Begleitet von Charivari-Klängen bei der fetten Alten vom Freibadkiosk aufschlagen und eine schöne kostspielige Bockwurst im Eigendarm aus den Chlor miefenden Schrumpelfingern schmausen.
Im Hintergrund tausendstimmiges Babygeheul, das sich mit dem
Zehn-Meter-Turm-Arschbombenstakkato tollkühner Hauptschüler in acht Lagen Badeshorts plus T-Shirt mischt.
Deutschland ist durchaus sommerverwöhnt…

Diesmal soll es uns aber um den ewigen Sommer in der Ferne gehen.

Dicht besiedelte Puderzuckerstrände so weit das Auge reicht. Männer wie Actionfiguren, deren beleidigend geschmacklose Tribal Tättoowierungen sich unter den airbrush-engen Speedo-Badehosen hindurch bis hinauf zu den schwellenden Brustmuskeln ranken.
Frauen, die aussehen wie die fleischgewordene Lesezeichenleiste meines Internetexplorers in dunkelsten Teenagerjahren – hautnah und genießbar ohne Furcht vor stockender Internetverbindung, schwer zu erreichender Tempopackung oder Unheil verkündenden Schritten auf dem Gang.

(»..Marco bist Du da?«…»Woaaa Mama hau ab.. ich mach hier grad Mathe, is’ sauschwer.. komm’ bloß nich rein!«)

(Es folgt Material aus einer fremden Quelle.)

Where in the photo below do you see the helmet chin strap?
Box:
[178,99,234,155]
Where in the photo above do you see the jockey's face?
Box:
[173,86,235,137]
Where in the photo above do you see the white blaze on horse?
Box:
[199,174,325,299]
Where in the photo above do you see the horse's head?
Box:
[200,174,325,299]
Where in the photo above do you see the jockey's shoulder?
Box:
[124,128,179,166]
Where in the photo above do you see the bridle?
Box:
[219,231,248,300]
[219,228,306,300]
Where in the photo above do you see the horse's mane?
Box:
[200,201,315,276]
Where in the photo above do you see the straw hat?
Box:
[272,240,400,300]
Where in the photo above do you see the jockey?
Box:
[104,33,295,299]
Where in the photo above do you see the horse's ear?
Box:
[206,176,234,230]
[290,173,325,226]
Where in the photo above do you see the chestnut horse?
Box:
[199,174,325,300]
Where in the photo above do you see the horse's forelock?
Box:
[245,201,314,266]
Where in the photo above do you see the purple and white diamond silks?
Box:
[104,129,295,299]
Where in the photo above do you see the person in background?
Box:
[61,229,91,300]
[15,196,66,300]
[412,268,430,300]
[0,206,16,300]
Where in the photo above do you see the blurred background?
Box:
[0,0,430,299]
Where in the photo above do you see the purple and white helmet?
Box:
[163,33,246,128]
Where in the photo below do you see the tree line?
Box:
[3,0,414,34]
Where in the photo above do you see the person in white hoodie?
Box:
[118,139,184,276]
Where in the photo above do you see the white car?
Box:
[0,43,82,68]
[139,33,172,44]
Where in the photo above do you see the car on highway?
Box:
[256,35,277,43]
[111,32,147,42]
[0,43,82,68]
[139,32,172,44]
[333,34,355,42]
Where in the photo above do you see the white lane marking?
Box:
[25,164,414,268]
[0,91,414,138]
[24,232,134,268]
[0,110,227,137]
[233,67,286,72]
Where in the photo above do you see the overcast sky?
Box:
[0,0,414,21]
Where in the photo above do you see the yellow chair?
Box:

Das Schönste daran ist – ich bin nicht der Einzige, der mit roten Backen auf dem Bauch verweilen muss:
Während die Alten in hiesigen Gefilden mit grauem Nährschleim gemästet werden, um anschließend unbeachtet in nahezu fensterlosen Einrichtungen in ihrer eigenen Scheiße zu verrotten, wird hier noch generationsübergreifend Anteil genommen:

Das zu Tränen gerührte Auge sieht so manch tattrigen alten Kameraden forsch an der Hand/Hüfte eines blutjungen und scheinst einzig um sein Wohlergehen besorgten einheimischen Pflegemädchens. Schön so was.
Um den durchfallverheißenden Ärgernissen einheimischer Küche zu entgehen, zückt der Kenner in jedem Restaurant selbstbewusst den kulinarischen Diplomatenpass:
Spaghetti Bolognese, geschnitten und mit dem Löffel verzehrt. (»Mmmhhhmm Luís, como in bella Schwabing, molto lecker möcht’ ich sagen!«)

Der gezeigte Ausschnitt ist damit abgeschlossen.